AI agents were arguably more than a very successful buzzword in 2025, even if their definition seems to vary significantly from person to person. By the way, when you say agent, do you refer to autonomous self-orchestration of tool-using goal-driven AI systems with long-term memory and reasoning capabilities, or to anything with a language model?
Many of the new packages that achieved significant popularity in 2025 can at least be said to be AI/LLM-related, as epitomized by google-genai and mcp.
The latter, together with agent-focused packages like openai-agents and azure-ai-agents, highlights investments in actually agentic approaches, as does swe-rex, which enables sandboxed code execution for agents.
The rise of opentelemetry-sdk (78 to 246 million downloads) and related packages can be read as a sign of the growing importance of observability in AI systems.
Enterprise cloud
The cloud computing ecosystem saw significant growth in Python SDK downloads throughout 2025.
Leading the way were botocore, the foundation of AWS’s Python ecosystem, which
surged past 1 billion downloads, and its async counterpart aiobotocore, which showed even stronger relative growth.
Other cloud providers, including Google and Azure, also participated in this growth.
The most remarkable increase might be that of yandexcloud, the official SDK for the Russian Yandex Cloud, from just 7 million to 285 million downloads.
Typing
As already seen with typing-extensions and typing-inspection, the Python typing ecosystem saw substantial growth in 2025.
Both annotated-types and pydantic also showed strong momentum.
Pydantic’s performance-focused second version continued to drive adoption, with its Rust-based pydantic-core seeing downloads increase from 188 million to 442
million.
Rust integration
The use of Rust for performance-critical components of Python packages is a strong trend, beyond the already mentioned Polars and pydantic-core.
This is also exemplified by prek (see above), rpds-py, which provides Python bindings to Rust’s persistent data structures and has increased from 104 to 242 million downloads, fastar (first release in October 2025 and already several millions downloads per month) and uv-build, the new build backend for the fast all-in-one Python package and project manager uv.
Final thoughts
Even if download metrics should be considered with caution (see below), I am quite confident in my conclusions: enterprise cloud adoption continued to accelerate, type hints are becoming increasingly mainstream and Rust-powered performance optimization is spreading across the Python package ecosystem. Also, LLM-powered API-driven AI development continued growing, along with newer agentic AI workflows, but this does not render classic packages obsolete.

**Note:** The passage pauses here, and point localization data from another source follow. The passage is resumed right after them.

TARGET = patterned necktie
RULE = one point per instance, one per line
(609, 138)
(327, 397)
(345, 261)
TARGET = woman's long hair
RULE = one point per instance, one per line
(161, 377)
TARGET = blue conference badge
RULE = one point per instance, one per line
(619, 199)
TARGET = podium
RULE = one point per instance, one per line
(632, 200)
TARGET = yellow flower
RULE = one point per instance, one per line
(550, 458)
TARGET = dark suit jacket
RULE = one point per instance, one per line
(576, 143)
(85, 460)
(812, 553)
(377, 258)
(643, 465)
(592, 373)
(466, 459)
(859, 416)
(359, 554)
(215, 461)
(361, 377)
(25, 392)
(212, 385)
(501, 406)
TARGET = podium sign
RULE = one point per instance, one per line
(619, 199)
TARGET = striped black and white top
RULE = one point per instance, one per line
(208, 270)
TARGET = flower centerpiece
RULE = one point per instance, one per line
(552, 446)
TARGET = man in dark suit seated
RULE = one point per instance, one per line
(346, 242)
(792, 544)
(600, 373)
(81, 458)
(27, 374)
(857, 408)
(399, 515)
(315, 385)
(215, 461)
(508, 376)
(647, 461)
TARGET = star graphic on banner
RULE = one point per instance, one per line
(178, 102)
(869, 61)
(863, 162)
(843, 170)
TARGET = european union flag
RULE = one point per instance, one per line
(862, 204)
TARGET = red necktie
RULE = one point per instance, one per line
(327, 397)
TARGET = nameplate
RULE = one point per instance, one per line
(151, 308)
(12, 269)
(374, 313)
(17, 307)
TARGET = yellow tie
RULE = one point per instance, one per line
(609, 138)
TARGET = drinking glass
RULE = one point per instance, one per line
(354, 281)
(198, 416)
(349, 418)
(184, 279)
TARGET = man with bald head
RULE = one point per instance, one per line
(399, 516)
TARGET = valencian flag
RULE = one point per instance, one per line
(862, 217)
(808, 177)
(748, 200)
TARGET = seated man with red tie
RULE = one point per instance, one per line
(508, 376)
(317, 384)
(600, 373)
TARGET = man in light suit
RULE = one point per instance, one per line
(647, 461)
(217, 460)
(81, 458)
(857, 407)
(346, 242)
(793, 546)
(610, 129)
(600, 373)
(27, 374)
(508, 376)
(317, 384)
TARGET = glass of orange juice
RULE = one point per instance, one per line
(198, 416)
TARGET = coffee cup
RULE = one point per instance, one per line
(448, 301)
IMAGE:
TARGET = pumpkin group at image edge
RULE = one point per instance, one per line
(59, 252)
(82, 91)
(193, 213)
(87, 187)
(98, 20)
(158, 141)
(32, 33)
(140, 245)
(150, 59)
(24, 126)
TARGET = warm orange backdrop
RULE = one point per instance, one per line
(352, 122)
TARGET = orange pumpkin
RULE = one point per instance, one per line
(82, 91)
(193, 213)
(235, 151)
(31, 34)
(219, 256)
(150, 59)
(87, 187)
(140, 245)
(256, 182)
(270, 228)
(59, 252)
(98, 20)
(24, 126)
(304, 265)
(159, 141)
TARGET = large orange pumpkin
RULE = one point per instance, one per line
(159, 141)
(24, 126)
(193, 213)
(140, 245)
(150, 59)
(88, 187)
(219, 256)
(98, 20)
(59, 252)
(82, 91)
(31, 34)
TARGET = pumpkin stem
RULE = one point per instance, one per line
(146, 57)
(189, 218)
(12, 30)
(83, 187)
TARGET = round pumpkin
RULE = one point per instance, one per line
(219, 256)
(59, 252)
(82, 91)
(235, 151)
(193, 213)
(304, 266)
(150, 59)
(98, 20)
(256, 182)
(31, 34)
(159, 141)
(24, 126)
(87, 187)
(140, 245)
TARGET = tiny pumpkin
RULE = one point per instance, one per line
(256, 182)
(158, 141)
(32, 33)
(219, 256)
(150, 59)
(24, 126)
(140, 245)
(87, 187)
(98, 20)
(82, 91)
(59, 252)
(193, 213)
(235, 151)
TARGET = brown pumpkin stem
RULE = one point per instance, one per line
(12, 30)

Beyond packages, the Python language itself also kept evolving in 2025. Consider the release of Python 3.14, with its official support of free-threading. And I am not even talking about other factors impacting developer experience.
Did these trends affect your Python workflow in 2025? Are you anticipating other ones in 2026? And what were your Python highlights of 2025?

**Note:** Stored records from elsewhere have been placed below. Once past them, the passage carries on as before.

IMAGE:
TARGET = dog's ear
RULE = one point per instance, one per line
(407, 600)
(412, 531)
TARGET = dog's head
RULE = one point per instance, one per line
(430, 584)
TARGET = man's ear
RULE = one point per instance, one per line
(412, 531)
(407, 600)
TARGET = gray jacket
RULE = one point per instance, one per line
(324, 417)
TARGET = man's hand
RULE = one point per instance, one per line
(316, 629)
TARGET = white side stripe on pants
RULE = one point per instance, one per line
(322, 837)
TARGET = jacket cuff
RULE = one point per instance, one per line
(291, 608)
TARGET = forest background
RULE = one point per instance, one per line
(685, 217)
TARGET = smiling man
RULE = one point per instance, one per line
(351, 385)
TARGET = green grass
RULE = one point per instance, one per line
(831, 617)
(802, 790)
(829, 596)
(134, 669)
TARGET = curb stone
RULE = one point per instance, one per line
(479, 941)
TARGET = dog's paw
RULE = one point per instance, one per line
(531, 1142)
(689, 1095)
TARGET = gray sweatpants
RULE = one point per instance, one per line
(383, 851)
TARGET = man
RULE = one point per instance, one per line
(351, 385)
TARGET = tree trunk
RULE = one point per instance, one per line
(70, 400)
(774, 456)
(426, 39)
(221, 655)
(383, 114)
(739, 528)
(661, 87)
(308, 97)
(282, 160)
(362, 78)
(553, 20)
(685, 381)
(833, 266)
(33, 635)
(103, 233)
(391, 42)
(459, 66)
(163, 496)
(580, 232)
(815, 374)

Sources, disclaimer and references
Most PyPI download numbers referenced in this article were extracted from ClickPy, a Python Package Analytics Service Powered by ClickHouse available at clickpy.clickhouse.com. ClickPy itself is based on the public PyPI download statistics dataset made available on Google BigQuery, which you can read about in the section on Analyzing PyPI package downloads of the Python Packaging User Guide.

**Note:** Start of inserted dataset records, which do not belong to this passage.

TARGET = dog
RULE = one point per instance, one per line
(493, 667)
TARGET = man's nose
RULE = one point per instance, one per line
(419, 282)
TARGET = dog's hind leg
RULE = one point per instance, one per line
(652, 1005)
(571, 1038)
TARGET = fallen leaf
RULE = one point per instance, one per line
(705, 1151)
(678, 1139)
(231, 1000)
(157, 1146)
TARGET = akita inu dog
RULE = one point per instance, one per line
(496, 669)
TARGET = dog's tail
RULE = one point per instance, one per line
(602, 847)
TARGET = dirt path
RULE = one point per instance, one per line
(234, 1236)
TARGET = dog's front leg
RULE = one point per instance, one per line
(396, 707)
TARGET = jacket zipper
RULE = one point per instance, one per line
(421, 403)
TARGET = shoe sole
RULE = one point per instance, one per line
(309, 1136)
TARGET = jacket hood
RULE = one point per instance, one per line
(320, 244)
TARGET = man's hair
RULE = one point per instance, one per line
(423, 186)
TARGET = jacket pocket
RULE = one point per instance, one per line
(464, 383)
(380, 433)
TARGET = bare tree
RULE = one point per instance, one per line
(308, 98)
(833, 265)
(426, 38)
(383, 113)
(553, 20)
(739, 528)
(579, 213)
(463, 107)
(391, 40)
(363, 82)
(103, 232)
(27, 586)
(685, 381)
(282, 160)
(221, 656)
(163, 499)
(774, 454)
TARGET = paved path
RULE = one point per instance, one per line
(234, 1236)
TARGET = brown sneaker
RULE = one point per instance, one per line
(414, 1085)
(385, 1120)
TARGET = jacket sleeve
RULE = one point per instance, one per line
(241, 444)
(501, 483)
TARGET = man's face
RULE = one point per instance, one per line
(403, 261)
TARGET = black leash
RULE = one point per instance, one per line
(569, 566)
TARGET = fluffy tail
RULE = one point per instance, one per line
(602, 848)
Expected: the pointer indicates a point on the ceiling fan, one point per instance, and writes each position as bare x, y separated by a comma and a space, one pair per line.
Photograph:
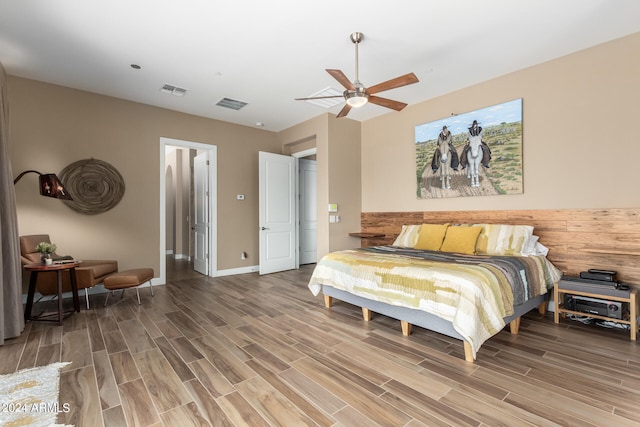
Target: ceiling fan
356, 94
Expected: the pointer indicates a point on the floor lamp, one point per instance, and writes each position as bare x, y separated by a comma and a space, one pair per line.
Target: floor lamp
50, 185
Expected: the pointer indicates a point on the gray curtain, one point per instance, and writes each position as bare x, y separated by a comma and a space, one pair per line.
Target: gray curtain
12, 317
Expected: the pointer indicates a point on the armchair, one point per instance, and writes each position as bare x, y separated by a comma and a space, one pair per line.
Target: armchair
88, 274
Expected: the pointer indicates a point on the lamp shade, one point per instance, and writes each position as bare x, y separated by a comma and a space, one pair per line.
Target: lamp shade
51, 186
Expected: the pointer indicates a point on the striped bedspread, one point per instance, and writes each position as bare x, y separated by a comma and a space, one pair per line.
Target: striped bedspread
474, 292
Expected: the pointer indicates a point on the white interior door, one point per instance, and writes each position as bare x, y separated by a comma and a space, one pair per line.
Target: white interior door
277, 212
308, 212
201, 217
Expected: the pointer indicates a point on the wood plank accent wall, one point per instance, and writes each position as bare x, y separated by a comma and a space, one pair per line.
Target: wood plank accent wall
578, 239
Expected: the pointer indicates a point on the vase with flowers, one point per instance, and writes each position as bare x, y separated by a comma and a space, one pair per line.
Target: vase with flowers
46, 249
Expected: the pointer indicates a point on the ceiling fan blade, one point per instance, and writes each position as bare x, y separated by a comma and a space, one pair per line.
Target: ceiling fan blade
318, 97
341, 78
345, 110
389, 103
407, 79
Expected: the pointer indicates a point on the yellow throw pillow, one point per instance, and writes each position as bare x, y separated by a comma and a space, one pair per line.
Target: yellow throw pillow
461, 239
431, 236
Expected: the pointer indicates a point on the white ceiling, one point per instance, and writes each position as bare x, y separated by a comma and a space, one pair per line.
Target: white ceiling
267, 53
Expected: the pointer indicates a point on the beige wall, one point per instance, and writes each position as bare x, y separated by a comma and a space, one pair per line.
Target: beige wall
580, 142
337, 142
53, 126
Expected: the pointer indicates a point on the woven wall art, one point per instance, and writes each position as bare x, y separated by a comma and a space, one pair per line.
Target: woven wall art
95, 185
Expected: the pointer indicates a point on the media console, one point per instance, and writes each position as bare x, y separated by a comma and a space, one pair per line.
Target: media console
596, 301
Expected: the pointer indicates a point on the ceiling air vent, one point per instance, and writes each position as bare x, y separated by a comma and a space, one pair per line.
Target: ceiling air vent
326, 102
173, 90
234, 104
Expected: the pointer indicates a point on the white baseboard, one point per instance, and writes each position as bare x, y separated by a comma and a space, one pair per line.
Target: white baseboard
234, 271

The Python Packaging User Guide itself claims that these download statistics are “highly inaccurate” and “not particularly useful”. Indeed, as I wrote in March 2025, Trying to Make Sense of PyPI Download Statistics is not easy. I do believe that these statistics can be useful, especially for analyses comparing numbers from one year to the next, and provided you take the numbers with a grain of salt and understand some of their drivers.
For those eager to dig into the numbers on their own, I compiled the three following lists on PySpect: most downloaded new packages of 2025, packages with highest relative PyPI growth in 2025 and with highest absolute PyPI growth in 2025.